The average price of homes in the Northeast is high because demand is perennially pinned on the right vertical end of its pitiful supply curve. So, the average price of homes in the Northeast has risen much higher than the cost of inputs.
Upzoning would reduce prices in the Northeast by extending the right side of its supply curve out, so that its demand curve crossed the supply curve on the flat part of the curve.
Construction will recover in the Midwest when the national capacity to build increases enough that rent inflation moderates. A correction back to lower input costs will be associated with a building boom in the Midwest. The flat part of the supply curve will move lower, and intersect with the demand curve at a lower price and higher quantity. That isn’t because high input costs are directly causing homes in the Midwest to be more expensive. It’s because our condition of hysteresis directs inputs to faster growing markets.
All these non-linearities create false readings in the data if you don’t understand what is going on.
Upzoning doesn’t help if you’re on the flat part of the supply curve under hysteresis.
At a national scale, the demand curve is hitting the vertical part of the supply curve at the right end. Large scale investors will likely be an important factor in getting national housing supply high enough to reduce accumulated rent inflation. But, under current conditions, banning large investors might not create an immediate shift because the demand curve might still be hitting the supply curve at the vertical right end, even without them. And, it might well lower home prices by moving the demand curve down, but not down far enough to get to the flat part of the supply curve.

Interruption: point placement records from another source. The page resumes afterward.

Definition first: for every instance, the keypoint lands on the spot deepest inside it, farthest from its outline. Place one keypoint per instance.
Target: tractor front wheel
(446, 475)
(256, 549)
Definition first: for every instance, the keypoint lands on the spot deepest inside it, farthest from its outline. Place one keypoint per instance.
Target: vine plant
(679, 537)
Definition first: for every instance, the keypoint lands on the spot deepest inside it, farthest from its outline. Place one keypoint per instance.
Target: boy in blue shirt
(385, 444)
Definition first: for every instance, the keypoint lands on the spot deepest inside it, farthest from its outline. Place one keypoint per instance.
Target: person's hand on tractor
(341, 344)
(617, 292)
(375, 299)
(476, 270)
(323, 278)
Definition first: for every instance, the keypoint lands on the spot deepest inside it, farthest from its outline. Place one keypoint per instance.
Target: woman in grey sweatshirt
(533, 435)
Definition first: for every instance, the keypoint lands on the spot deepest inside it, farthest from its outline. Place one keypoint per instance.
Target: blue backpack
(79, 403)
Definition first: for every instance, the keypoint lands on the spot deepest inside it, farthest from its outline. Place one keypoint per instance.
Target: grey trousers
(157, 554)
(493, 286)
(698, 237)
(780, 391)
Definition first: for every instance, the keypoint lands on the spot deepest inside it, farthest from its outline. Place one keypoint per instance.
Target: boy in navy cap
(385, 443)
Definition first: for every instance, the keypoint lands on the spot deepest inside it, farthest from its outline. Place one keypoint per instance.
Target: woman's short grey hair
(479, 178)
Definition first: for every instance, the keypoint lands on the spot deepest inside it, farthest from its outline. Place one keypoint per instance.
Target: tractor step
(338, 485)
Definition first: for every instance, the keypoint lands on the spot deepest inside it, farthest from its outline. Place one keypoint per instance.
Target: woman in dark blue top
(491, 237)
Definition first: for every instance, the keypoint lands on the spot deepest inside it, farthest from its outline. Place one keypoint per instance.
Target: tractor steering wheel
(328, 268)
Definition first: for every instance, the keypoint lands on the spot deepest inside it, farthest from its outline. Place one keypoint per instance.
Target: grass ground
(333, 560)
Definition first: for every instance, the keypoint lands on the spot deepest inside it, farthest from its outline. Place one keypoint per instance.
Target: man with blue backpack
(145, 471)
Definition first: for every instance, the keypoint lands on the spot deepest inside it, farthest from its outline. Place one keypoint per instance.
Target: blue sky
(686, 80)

So, the anti-corporate folks will say, “See. Banning investors lowered prices and didn’t have any effect on construction.”
Supply-crisis skeptics might notice that after 2008 the supply curve seemed vertical, and scoff, “Oh, did every city suddenly downzone?” And some economists might even conclude that, “Yes! They did!”
This makes housing analysis difficult under today’s conditions. We want to think about linear supply and demand curves being moved around by various factors, but housing today is characterized by extreme differences in elasticity. Supply curves are flat or vertical, and they are being moved to flat or vertical conditions by an array of complications. Right now, you could say that the supply curve is simultaneously vertical (national hysteresis conditions) and flat (greenfield regions around most cities).
Unfortunately, since all these factors are routinely underappreciated, it is very easy to publish analysis on housing that is straight up garbage, with a veneer of quantitative certitude.







I enjoyed the article! You mentioned how these complications make it possible to publish papers flawed reasoning, were you thinking, for example, of the recent GCPI paper (McCrae et al.)?
Although I pretty much agree on everything here and think this is an abhorrently underrated insight, just want to point something out RE greenfield:
It’s completely possible for you to be correct about greenfield *supply* being on a flat part of the hysteresis curve, and for me to be correct about greenfield *demand* having hit a relatively vertical part of the hysteresis curve due to BOTH the mortgage crackdown AND underlying antipreferences for the suburban development style.
Basically, Millennials grew up in stroad-infested hellholes and don’t want to live in either the unaffordable ones they grew up in nor their exurban apotheoses; the mortgage crackdown simply ensured they didn’t have an attractively cheap escape hatch to just default to exurban greenfield *anyways*.